Schneider is quoted in European media at the weekend saying, “I am convinced CVC is the right partner to elevate Breitling to the next level. CVC’s expertise, track-record and international network will help unlock Breitling’s full potential.”
Other reports suggest China is seen as a market of great potential to the brand, one whose mostly larger-sized watches have not been a natural choice there to this point. Breitling reported sales of some $US420 million last year, but has been rumoured to be up for sale for some time. It is one of the few brands not belonging to the four luxury conglomerates: Richemont, the Swatch Group, LVMH and to a lesser extent Kering. Swiss watch exports rose for the first time in March, ending their longest slump on record.

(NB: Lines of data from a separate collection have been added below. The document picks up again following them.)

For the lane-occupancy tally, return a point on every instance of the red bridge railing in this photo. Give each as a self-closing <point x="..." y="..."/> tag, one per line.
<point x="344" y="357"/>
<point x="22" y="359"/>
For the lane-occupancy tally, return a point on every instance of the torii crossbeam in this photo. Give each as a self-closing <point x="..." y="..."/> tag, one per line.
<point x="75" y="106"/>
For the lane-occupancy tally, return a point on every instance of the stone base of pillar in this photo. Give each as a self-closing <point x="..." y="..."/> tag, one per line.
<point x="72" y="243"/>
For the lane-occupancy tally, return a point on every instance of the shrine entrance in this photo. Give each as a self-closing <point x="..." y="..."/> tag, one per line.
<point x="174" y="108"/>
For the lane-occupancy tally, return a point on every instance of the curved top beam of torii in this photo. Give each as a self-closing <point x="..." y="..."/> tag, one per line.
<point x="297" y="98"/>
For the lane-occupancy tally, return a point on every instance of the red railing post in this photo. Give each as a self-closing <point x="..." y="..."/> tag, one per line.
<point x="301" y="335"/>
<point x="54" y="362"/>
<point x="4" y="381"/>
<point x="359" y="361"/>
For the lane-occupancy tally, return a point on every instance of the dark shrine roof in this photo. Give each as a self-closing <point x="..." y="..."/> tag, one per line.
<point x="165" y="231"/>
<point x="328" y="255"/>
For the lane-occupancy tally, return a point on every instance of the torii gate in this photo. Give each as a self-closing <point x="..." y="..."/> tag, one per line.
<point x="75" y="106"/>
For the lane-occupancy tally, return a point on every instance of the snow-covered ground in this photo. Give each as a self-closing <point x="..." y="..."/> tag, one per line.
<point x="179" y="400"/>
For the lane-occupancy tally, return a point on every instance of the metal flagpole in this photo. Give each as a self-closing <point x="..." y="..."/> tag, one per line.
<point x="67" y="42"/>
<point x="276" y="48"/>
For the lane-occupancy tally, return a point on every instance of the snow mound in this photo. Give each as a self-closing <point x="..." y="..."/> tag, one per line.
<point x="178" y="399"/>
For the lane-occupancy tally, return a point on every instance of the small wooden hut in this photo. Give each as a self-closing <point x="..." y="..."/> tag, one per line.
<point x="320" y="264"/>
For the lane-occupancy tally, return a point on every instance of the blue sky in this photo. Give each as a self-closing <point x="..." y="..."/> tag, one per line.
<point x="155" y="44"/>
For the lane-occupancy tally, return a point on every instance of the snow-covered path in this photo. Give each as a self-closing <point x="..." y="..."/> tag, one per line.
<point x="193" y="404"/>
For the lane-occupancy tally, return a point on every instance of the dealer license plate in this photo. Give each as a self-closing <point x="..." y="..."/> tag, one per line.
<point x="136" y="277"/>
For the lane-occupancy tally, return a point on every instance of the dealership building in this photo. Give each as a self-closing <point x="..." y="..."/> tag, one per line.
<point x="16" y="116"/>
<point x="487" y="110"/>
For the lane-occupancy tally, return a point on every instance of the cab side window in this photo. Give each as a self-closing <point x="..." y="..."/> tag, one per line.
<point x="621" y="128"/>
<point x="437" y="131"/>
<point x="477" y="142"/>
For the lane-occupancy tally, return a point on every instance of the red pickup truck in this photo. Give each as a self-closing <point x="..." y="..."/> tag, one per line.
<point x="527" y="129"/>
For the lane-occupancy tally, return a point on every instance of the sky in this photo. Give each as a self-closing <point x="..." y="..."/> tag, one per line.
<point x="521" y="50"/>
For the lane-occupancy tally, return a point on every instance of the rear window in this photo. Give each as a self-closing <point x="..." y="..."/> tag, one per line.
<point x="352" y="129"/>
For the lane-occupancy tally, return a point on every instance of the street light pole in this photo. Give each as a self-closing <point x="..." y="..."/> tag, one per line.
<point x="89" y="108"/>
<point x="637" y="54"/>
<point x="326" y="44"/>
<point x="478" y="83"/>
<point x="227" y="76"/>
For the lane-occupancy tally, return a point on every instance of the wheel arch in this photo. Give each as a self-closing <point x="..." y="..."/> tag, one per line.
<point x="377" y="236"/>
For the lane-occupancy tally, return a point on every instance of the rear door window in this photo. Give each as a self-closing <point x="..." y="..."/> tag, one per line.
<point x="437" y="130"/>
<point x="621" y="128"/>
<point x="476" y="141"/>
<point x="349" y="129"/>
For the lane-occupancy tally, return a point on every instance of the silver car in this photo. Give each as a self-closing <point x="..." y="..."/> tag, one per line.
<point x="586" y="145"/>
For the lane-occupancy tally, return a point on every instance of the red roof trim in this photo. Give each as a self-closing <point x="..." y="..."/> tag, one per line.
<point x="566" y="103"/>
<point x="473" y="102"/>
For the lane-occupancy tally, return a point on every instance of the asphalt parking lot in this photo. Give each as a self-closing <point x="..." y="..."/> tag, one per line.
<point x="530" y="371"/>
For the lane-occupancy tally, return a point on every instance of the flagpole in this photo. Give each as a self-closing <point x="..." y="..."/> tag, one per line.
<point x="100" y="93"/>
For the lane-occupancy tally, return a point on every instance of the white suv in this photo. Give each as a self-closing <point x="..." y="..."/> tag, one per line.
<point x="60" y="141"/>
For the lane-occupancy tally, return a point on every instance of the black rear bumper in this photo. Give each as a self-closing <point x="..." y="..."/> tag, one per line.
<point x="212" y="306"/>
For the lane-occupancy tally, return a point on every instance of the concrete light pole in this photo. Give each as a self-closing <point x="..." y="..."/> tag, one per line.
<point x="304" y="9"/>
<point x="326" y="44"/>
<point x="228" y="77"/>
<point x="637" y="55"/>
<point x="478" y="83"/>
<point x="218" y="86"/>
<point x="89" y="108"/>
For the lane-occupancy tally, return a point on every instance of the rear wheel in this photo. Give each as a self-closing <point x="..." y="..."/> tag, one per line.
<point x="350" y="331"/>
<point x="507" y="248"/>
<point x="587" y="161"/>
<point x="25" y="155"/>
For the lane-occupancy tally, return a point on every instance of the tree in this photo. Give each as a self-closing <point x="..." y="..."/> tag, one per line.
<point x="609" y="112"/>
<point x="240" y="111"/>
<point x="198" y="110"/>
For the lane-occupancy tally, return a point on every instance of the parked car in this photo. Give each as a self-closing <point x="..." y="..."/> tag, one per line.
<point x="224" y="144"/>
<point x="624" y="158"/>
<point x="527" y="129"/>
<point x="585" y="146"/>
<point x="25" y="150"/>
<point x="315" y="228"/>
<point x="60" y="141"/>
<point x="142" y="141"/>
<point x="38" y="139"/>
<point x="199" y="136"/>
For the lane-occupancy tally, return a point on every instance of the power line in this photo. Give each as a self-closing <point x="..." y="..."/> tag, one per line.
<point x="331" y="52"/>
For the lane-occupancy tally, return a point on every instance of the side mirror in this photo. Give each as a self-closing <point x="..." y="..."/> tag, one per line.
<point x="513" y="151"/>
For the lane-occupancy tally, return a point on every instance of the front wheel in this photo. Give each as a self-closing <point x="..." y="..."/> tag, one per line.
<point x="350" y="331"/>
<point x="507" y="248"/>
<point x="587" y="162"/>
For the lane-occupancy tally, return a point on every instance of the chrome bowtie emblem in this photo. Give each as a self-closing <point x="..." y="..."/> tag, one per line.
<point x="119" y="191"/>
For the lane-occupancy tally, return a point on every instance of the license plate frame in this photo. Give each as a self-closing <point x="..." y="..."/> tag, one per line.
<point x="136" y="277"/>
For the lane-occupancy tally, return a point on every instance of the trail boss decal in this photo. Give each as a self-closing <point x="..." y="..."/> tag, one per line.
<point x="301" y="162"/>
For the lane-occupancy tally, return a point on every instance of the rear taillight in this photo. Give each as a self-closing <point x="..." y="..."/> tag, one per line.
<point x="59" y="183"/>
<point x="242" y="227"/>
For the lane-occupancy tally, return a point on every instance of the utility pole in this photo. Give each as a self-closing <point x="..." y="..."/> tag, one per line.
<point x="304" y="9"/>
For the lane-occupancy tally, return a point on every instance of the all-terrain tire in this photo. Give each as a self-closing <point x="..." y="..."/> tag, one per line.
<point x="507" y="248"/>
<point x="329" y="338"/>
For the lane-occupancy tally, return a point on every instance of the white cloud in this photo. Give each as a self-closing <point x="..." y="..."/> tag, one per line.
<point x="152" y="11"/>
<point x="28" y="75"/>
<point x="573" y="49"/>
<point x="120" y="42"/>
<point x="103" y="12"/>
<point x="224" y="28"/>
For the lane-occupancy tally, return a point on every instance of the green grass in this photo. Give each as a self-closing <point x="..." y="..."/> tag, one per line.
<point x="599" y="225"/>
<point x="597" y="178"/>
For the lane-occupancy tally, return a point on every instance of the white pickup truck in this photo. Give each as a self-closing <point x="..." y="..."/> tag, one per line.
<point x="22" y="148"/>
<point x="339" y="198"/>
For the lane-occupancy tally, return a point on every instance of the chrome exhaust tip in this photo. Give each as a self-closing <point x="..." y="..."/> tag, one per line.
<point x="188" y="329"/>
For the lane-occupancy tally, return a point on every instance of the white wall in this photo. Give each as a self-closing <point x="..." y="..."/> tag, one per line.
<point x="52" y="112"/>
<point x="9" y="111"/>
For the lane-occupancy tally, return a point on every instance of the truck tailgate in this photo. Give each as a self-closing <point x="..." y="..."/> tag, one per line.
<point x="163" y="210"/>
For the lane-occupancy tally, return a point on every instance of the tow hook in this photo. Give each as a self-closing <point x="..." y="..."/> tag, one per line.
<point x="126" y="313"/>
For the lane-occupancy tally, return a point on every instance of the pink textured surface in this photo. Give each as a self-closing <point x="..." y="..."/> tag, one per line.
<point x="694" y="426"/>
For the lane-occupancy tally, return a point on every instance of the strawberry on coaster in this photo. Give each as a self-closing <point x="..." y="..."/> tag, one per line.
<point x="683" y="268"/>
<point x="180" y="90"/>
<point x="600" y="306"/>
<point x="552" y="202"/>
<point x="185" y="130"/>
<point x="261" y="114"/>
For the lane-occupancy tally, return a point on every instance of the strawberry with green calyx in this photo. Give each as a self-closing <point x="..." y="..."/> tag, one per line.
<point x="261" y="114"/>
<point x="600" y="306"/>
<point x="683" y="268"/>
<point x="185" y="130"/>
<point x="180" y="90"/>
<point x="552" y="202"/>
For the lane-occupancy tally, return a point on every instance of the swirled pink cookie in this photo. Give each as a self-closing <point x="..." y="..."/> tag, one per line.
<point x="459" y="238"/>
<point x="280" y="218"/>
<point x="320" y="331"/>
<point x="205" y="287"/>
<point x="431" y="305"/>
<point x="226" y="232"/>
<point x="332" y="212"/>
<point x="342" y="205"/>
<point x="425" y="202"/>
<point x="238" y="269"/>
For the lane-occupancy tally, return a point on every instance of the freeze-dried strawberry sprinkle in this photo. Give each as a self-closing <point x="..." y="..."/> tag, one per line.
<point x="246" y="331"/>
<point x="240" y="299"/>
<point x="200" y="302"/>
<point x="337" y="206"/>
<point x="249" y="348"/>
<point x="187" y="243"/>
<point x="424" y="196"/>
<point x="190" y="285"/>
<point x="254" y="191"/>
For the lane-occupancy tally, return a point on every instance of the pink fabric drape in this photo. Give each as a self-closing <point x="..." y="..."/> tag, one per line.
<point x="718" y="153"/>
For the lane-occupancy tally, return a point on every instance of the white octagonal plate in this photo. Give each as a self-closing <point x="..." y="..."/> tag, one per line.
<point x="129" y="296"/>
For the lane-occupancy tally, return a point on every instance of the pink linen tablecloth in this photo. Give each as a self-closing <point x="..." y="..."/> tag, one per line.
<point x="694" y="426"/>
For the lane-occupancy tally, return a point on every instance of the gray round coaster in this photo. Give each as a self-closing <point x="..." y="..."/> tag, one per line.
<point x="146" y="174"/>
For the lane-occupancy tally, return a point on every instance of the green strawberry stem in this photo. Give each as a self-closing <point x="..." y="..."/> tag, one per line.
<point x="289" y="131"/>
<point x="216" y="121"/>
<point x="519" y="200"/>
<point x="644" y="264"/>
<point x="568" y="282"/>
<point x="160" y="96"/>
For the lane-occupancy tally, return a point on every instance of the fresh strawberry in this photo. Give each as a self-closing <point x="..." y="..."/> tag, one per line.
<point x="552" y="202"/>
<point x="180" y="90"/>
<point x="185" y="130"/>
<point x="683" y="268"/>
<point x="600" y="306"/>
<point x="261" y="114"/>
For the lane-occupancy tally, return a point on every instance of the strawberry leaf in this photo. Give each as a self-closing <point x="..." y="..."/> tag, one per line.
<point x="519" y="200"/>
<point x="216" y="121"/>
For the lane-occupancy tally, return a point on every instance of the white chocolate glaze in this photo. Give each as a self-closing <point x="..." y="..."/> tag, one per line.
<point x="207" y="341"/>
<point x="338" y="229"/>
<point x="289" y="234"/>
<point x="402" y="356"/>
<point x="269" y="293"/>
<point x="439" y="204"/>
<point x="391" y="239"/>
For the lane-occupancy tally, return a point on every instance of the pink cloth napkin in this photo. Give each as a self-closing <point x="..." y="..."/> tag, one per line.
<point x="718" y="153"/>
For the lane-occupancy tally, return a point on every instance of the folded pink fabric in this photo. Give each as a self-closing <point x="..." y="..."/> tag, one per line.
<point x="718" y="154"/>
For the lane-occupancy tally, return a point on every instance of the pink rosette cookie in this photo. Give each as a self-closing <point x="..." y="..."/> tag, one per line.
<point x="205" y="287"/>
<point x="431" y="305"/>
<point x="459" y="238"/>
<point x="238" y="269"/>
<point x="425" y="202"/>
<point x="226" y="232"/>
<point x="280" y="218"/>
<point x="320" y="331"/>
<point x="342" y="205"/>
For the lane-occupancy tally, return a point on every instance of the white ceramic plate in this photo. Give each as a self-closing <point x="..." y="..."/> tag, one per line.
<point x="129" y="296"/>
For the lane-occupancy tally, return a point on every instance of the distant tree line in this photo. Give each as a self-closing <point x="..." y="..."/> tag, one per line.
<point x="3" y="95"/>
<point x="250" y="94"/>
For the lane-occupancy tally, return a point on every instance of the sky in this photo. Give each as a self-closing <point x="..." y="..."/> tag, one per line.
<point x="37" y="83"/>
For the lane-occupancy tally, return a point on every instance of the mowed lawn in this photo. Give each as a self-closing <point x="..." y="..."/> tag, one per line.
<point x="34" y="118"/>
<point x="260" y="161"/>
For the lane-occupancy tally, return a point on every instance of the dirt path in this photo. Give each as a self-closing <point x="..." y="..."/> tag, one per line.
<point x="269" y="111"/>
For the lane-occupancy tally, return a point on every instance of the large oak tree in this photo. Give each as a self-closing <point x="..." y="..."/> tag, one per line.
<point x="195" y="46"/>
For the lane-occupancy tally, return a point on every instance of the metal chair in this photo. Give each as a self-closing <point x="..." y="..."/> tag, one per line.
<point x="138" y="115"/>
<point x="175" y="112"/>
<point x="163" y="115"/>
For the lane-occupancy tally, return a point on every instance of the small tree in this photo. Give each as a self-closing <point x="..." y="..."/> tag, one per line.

That said shipments to Hong Kong rallied 18 per cent for the month while China rallied 38 per cent, the biggest advance in two years and the sixth consecutive monthly gain there, while exports to the US rose 16 per cent.
And Australia? Up 21.1 per cent this March compared with March 2016. In total Swiss watch exports – viewed as a yardstick for demand – grew 7.5 per cent to 1.6 billion Swiss francs for the month, still well shy of the 2 billion-odd figure of a few years back.